Difficile calcolare gli effetti del titolo di Capitale Europea della Cultura per il 2018 sui flussi turistici dell’isola di Malta. Il dilagante cemento che ormai trabocca in varie parti del piccolo territorio doveva in qualche modo essere calmierato sul piano culturale, ma la cultura ha bisogno di una promozione specifica che sembra, almeno in Italia, non esserci stata. Ne vale il concetto di Museo a cielo aperto, perchè queste affermazioni hanno bisogno di un preciso contorno che a Malta è andato degradandosi a favore del turismo di massa.

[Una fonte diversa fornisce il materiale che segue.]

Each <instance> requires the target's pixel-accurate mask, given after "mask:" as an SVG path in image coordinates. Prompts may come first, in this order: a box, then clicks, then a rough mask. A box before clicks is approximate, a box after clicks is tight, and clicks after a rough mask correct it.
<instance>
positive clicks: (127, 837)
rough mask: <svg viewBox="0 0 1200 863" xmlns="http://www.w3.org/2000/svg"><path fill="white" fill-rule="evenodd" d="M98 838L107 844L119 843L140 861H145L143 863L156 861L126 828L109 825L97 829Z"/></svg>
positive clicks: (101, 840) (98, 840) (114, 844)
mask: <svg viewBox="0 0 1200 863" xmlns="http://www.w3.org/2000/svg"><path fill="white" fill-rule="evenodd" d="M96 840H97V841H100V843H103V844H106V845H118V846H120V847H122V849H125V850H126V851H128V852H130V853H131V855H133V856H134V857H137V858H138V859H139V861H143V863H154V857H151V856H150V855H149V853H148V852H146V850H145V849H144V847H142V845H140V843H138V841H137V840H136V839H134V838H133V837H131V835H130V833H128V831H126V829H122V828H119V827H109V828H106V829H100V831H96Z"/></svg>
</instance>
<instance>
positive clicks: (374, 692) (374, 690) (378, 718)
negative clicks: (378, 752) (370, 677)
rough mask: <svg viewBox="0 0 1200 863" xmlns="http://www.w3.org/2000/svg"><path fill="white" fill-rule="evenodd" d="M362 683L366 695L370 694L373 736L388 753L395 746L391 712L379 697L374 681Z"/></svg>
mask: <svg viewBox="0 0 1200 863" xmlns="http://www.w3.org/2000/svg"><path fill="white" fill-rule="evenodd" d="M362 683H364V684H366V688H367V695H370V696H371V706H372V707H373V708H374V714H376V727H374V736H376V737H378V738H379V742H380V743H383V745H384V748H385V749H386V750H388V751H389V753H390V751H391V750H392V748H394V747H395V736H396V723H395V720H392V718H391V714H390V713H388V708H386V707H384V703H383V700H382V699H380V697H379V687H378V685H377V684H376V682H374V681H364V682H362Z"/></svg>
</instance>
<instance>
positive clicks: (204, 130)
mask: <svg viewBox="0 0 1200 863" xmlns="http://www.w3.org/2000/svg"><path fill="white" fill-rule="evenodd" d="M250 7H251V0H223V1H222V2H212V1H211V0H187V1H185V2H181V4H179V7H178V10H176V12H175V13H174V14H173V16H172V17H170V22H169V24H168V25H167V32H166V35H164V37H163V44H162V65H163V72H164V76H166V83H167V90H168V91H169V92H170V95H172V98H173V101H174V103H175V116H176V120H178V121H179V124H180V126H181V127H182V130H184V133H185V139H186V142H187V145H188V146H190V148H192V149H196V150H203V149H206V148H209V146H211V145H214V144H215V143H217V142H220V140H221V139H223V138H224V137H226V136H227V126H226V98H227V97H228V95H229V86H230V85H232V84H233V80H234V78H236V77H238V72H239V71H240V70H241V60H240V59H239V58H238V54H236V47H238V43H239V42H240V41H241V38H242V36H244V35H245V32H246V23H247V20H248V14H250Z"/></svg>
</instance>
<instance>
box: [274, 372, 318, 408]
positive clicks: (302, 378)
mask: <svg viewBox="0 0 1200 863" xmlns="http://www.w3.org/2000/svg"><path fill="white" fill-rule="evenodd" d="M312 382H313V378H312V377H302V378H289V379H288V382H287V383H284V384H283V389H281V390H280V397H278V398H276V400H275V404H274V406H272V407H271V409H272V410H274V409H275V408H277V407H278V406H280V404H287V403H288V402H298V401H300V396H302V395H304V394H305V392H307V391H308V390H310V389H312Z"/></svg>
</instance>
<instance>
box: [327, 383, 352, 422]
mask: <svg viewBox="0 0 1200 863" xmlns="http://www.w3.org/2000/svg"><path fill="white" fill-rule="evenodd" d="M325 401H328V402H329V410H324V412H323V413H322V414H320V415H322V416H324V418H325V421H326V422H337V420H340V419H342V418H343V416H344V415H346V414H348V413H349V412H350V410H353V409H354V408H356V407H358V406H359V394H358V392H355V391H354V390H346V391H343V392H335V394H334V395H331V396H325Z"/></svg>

In Italia si tenta un difficile rilancio dei concetti culturali che i maltesi intendono proporre. Da qui, l’appuntamento a Firenze con Malta Tourism Authority. L’ente di promozione turistica maltese sceglie di partecipare alla Fiera Tourisma dal 22 al 24 febbraio, nell’elegante cornice del Palazzo dei Congressi. Il Salone dell’Archeologia e del Turismo Culturale è una vetrina dove MTA potrà raccontare le tante attrattive presenti nell’arcipelago, patrimonio a testimonianza degli oltre 7000 anni di storia delle isole maltesi. Ne sarà simbolo principale l’Ipogeo di Ħal-Saflieni, il tempio megalitico sotterraneo protagonista della gigantografia di una foto firmata Daniel Cilia, fotografo maltese di fama internazionale, che accoglierà i visitatori allo stand e che insieme agli altri templi megalitici ed alla capitale Valletta rappresentano i 3 patrimoni maltesi appartenenti all’elenco dei beni UNESCO.

All’interno del programma di Tourisma, MTA ospiterà un convegno dal titolo Malta e il suo patrimonio millenario: le meraviglie dell’Isola dei Giganti nell’ambito della rassegna ‘Viaggi di cultura e archeologia’ in partnership con il tour operator Rallo Viaggi. All’evento, che si terrà il 24 febbraio alle ore 12 presso la Sala Onice, interverrà il Professore di archeologia Massimo Vidale dell’Università degli studi di Padova.